1998

Iraq's No-Fly Zone Ultimatum

The Iraqi government announced it would begin firing on American and British aircraft patrolling the no-fly zones, a direct challenge that escalated a long-running aerial stalemate.

December 26Original articlein the voice of WONDER
Ba'athist Iraq
Ba'athist Iraq

Iraqi Deputy Prime Minister Tariq Aziz read the statement to the official news agency. Starting December 28, 1998, Iraqi air defense forces would treat U.S. and British warplanes in the northern and southern no-fly zones as "hostile targets." The zones, established after the Gulf War to protect Kurdish and Shia populations from Saddam Hussein's attacks, were not mandated by a specific UN resolution. Iraq had never recognized their legality. For years, its radars had locked onto coalition jets, and its anti-aircraft batteries had fired sporadically and inaccurately into the sky. This announcement was a formalization of that resentment, a rhetorical escalation in a slow-burn conflict that had continued for seven years since the war's end.
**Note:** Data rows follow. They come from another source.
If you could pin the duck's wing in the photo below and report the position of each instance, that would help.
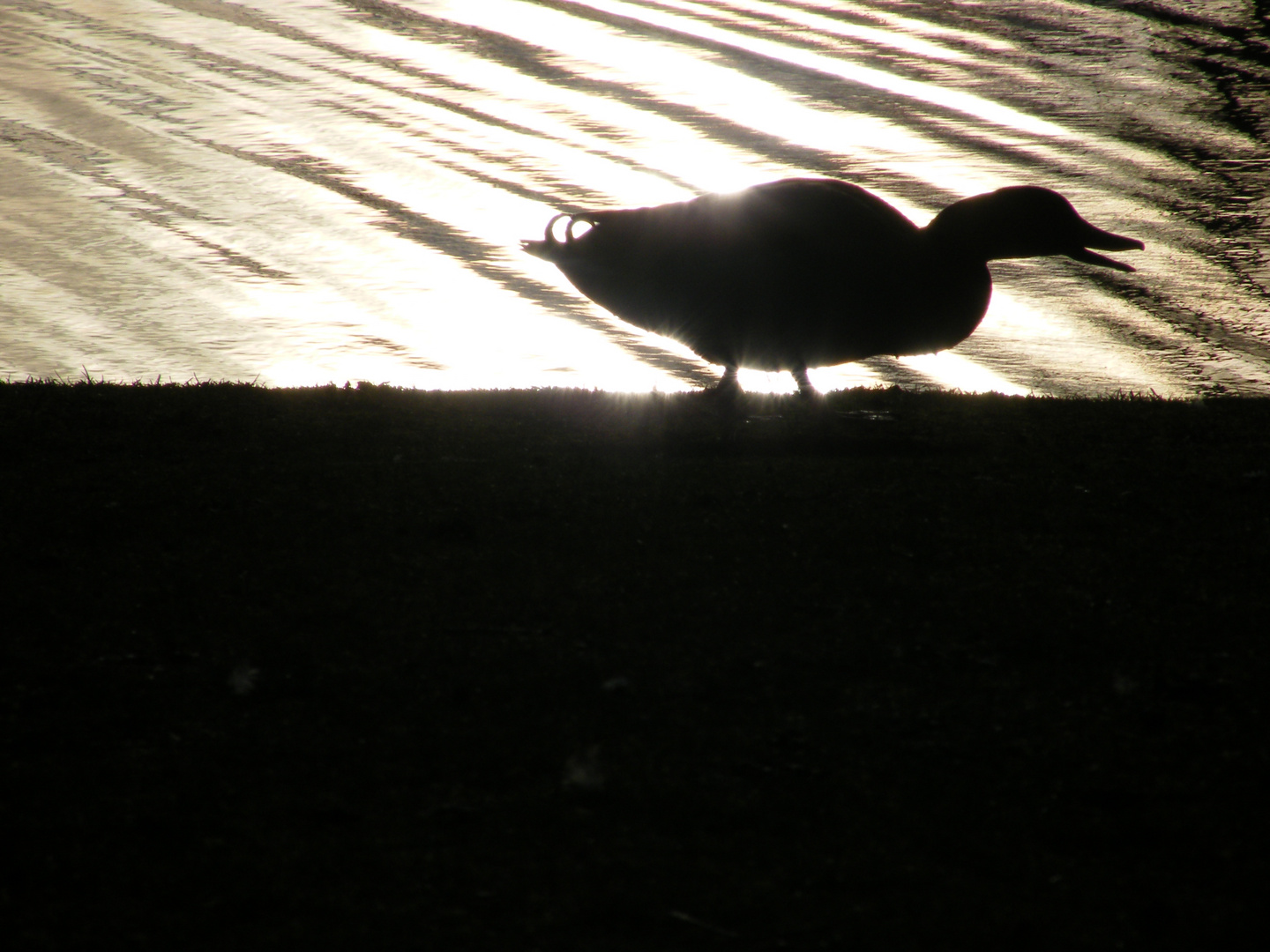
(759, 270)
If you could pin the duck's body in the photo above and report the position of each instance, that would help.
(811, 271)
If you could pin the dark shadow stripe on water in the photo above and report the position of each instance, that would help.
(562, 196)
(476, 256)
(161, 212)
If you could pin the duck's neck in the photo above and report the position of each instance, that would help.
(969, 230)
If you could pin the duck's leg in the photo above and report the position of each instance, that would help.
(804, 385)
(728, 383)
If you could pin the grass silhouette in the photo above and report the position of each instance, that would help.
(362, 666)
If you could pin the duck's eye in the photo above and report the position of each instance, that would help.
(557, 227)
(577, 228)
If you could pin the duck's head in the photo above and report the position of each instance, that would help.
(1020, 222)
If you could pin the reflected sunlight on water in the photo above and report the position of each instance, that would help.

The context was a collapsing diplomatic process. UN weapons inspectors had been withdrawn days earlier, with chief inspector Richard Butler reporting Iraqi non-cooperation. The U.S. and UK were building toward Operation Desert Fox, a four-day bombing campaign that would begin three days after Iraq's deadline. Saddam Hussein's regime likely anticipated the strikes. The no-fly zone threat served dual purposes: it rallied domestic opinion against perpetual foreign aggression, and it probed the coalition's resolve.
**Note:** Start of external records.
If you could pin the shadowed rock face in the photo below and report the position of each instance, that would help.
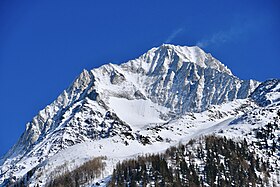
(183, 79)
(263, 95)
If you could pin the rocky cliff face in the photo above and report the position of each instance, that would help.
(180, 79)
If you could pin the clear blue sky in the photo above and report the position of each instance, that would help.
(44, 45)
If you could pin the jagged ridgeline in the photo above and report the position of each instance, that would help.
(208, 161)
(168, 95)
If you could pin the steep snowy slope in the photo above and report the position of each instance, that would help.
(165, 84)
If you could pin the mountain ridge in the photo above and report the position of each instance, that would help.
(168, 81)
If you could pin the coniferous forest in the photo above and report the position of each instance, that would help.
(208, 161)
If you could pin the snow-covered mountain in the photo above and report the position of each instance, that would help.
(167, 95)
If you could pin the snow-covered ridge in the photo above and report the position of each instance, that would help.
(168, 81)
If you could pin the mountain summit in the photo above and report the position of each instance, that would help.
(162, 85)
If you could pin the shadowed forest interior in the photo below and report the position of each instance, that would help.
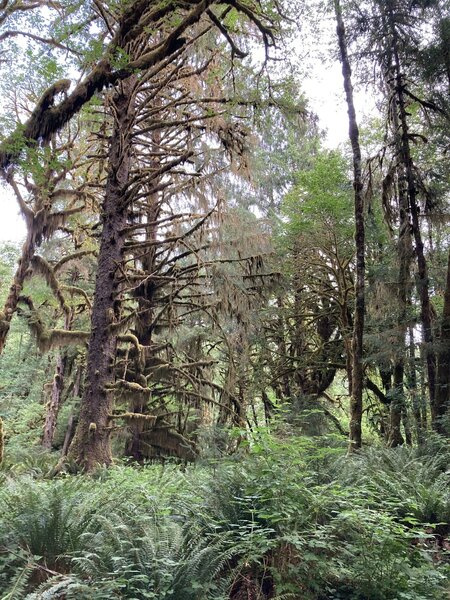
(224, 341)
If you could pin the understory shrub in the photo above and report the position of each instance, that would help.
(287, 519)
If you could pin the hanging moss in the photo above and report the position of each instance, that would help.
(2, 439)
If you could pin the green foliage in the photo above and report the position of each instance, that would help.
(293, 513)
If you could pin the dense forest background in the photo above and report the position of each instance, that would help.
(225, 347)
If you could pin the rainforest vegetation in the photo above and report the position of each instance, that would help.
(224, 345)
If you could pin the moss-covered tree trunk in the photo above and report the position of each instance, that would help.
(91, 443)
(54, 403)
(441, 405)
(356, 384)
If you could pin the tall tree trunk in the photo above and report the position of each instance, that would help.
(356, 403)
(407, 162)
(91, 443)
(441, 405)
(54, 403)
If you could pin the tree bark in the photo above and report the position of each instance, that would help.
(54, 403)
(441, 405)
(91, 443)
(407, 162)
(356, 403)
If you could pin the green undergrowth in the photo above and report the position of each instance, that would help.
(293, 518)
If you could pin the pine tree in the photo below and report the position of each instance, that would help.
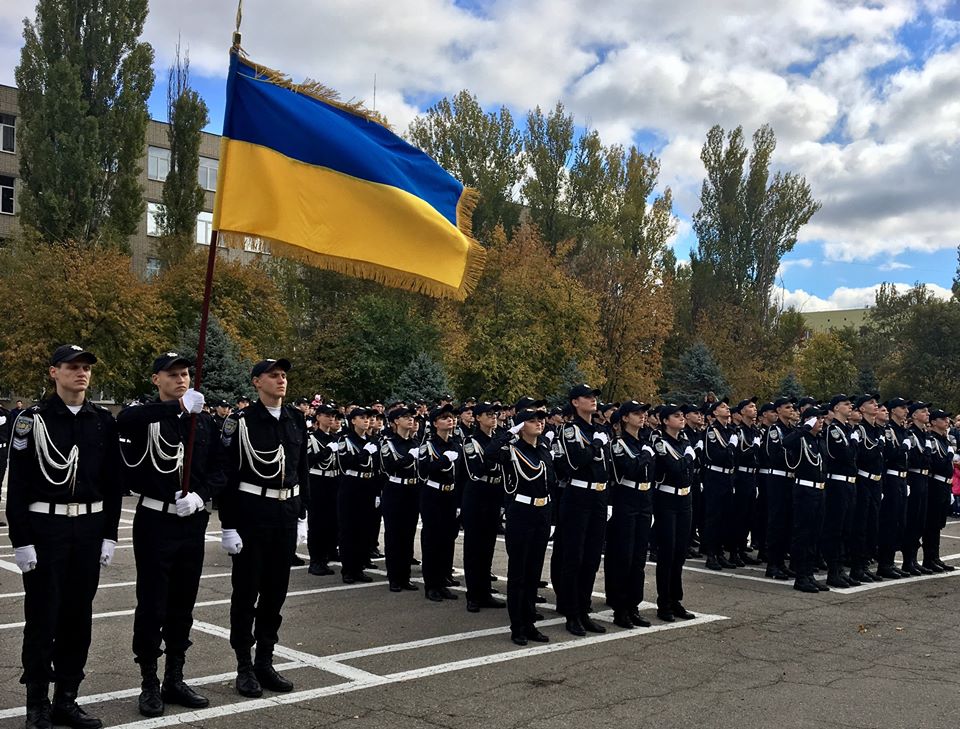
(226, 374)
(84, 78)
(424, 378)
(696, 374)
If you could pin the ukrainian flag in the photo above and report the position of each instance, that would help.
(329, 184)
This obscure chapter of permanent low-level conflict is often forgotten between the major wars of 1991 and 2003. It constituted the longest sustained U.S. combat operation between Vietnam and Afghanistan. Pilots from the 363rd Expeditionary Wing based in Saudi Arabia flew daily enforcement missions, a routine of boredom punctuated by the sudden adrenaline of a surface-to-air missile launch. It was a war of attrition fought entirely from the air, degrading Iraqi air defenses inch by inch.
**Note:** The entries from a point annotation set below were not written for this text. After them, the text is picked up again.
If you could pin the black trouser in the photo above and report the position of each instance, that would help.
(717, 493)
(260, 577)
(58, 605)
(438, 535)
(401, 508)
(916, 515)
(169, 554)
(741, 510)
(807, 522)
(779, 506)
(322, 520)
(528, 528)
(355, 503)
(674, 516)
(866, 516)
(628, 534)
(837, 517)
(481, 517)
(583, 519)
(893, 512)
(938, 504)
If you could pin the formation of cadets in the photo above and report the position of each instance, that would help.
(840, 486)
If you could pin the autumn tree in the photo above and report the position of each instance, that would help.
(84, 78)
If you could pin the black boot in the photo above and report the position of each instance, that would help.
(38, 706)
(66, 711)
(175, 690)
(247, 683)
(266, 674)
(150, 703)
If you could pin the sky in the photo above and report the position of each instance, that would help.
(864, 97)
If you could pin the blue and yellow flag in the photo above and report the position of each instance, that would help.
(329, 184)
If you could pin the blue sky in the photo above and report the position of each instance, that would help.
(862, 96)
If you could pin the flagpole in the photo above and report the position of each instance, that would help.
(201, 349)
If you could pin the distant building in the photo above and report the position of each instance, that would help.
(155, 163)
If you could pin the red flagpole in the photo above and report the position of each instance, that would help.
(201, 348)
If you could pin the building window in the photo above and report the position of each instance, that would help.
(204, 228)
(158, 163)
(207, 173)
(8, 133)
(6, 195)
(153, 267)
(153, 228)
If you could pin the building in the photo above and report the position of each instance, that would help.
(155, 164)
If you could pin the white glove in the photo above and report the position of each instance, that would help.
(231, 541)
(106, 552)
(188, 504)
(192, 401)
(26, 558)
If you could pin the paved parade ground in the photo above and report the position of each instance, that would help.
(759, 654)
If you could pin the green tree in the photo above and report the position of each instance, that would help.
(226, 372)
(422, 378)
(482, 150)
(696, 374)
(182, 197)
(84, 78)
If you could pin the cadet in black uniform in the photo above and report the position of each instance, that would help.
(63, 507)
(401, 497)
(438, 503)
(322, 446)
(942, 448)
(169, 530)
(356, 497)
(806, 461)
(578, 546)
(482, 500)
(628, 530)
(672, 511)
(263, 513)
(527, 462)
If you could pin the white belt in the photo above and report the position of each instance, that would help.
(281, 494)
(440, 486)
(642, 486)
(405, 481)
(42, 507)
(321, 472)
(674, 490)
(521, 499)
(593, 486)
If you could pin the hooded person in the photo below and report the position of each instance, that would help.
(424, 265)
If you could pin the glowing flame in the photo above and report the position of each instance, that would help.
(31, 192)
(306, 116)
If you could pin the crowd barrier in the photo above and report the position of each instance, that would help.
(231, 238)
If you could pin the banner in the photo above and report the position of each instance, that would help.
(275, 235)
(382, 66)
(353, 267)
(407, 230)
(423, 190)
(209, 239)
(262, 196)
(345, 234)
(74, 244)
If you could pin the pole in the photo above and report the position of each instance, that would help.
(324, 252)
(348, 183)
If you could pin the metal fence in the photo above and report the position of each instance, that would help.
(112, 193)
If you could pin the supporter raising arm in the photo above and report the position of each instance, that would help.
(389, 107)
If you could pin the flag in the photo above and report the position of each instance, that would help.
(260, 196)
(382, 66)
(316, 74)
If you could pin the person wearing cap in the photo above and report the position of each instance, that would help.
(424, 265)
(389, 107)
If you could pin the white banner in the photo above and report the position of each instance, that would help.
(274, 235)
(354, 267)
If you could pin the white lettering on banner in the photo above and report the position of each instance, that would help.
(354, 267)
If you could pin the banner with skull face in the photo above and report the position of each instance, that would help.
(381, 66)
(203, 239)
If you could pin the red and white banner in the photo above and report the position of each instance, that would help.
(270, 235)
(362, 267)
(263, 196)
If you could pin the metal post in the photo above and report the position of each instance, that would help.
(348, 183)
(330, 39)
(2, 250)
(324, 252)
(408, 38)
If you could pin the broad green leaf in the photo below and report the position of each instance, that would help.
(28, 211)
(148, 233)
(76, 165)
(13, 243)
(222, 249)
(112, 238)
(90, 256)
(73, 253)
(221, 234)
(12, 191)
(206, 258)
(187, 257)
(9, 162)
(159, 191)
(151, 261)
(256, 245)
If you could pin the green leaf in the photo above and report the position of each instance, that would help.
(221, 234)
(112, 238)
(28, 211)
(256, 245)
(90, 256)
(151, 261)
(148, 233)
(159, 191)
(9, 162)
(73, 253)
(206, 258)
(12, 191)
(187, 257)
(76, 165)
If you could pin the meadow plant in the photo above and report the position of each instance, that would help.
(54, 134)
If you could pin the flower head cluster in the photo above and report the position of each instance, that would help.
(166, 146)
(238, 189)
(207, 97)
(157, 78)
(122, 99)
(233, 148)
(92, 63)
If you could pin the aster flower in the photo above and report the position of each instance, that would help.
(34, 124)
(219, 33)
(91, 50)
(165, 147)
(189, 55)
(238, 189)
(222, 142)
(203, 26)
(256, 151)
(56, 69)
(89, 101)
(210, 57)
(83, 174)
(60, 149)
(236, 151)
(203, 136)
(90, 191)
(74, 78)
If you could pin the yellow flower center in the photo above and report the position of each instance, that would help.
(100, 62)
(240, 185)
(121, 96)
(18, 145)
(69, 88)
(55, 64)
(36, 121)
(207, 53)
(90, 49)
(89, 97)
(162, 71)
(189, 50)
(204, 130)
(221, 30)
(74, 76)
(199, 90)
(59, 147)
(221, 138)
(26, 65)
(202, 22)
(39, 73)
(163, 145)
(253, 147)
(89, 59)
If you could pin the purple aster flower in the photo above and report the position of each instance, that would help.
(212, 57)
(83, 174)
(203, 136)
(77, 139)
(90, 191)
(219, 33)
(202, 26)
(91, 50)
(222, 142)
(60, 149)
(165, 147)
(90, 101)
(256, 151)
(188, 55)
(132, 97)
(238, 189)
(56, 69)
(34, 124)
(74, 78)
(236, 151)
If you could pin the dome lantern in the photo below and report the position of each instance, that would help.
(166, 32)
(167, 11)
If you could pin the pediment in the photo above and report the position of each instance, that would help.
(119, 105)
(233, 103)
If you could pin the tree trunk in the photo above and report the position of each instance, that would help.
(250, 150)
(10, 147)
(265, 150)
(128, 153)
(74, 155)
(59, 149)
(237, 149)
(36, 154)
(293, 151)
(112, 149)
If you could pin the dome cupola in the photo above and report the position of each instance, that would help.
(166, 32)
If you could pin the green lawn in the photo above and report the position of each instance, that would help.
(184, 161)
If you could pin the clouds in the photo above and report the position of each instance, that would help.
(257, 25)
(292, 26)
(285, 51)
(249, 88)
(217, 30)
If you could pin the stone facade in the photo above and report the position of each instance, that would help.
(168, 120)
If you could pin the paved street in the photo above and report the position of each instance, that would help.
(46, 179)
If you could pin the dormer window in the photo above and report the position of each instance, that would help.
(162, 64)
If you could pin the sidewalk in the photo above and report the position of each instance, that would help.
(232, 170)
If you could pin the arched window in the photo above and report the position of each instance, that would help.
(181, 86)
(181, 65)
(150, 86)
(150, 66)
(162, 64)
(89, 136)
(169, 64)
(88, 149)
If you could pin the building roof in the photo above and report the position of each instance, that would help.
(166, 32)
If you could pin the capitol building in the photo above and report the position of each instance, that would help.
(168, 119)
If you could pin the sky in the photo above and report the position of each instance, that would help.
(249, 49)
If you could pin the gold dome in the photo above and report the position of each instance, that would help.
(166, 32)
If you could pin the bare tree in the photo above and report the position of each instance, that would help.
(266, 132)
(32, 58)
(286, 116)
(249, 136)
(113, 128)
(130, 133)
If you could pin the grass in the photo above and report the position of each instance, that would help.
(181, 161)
The ultimatum changed little in practical military terms. Coalition aircraft continued their patrols, now with heightened alert. The promised Iraqi response materialized as increased, though still ineffective, anti-aircraft fire. The event's significance lies in its exposure of a frozen conflict. It highlighted how a state of neither peace nor war had become institutionalized, a simmering precedent for continuous aerial enforcement and a contributing factor to the eventual decision for a more definitive, and catastrophic, invasion.